Jerry Czech, a game warden for the Pennsylvania Game Commission, has heard of coyotes wandering into Philadelphia — one was even struck and killed by a car a few years ago near Pennypack Park. But he hadn't heard of one making its way far into an urbanized residential area until this week when Philadelphia police called Monday afternoon to say they had a coyote cornered in the city's Mayfair neighborhood.
"This just happened to be a coyote that wandered off and probably got lost," Czech said.
According to Czech, police in the 15th District spotted the coyote and followed it a few blocks. It wandered through an alley before walking onto the 4200 block of Greeby Street, between Vogt Park and Roosevelt Playground.

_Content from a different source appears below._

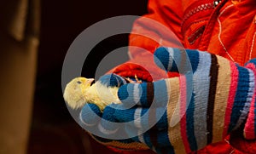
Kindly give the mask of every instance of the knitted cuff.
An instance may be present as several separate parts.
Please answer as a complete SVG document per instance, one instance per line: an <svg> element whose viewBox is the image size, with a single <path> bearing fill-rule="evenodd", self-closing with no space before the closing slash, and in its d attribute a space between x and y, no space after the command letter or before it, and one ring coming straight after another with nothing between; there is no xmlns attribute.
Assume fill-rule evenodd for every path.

Using their squad cars, the police cornered the coyote to an area fenced in on three sides and called Czech's office. But Czech was on duty in Delaware County and too far to be of immediate help.
The officers said that, rather than wait, they would try to snare the animal with a "catch pole" — a stick with a loop at the end.
Czech was doubtful. "But sure enough, they did," he said.
Police put the coyote in the back of the squad car and sent Czech some pictures to examine if the animal might be diseased. Rangers from the city's Parks and Recreation Department also were called.
"From the pictures, I could tell it was perfectly healthy," Czech said.
Chris Zapart, another game warden, met police and then drove the coyote north about six miles and let it go into Pennypack Park near Verree Road. The wardens chose the area because it provided thick cover and the animal had farther to roam, even into Montgomery County.
Czech said it was possible coyotes have made their way into other highly urbanized parts of the city before, but residents might assume they are dogs.
Indeed, coyotes in this region are likely Eastern coyotes, which some label a coywolf: a hybrid coyote, wolf, and dog. Coyotes have been spotted in suburbs for a number of years, but sightings within the city's borders are more recent.
The animals feed on mice, voles, rabbits, and woodchucks, so Pennypack Park could be a good feeding ground.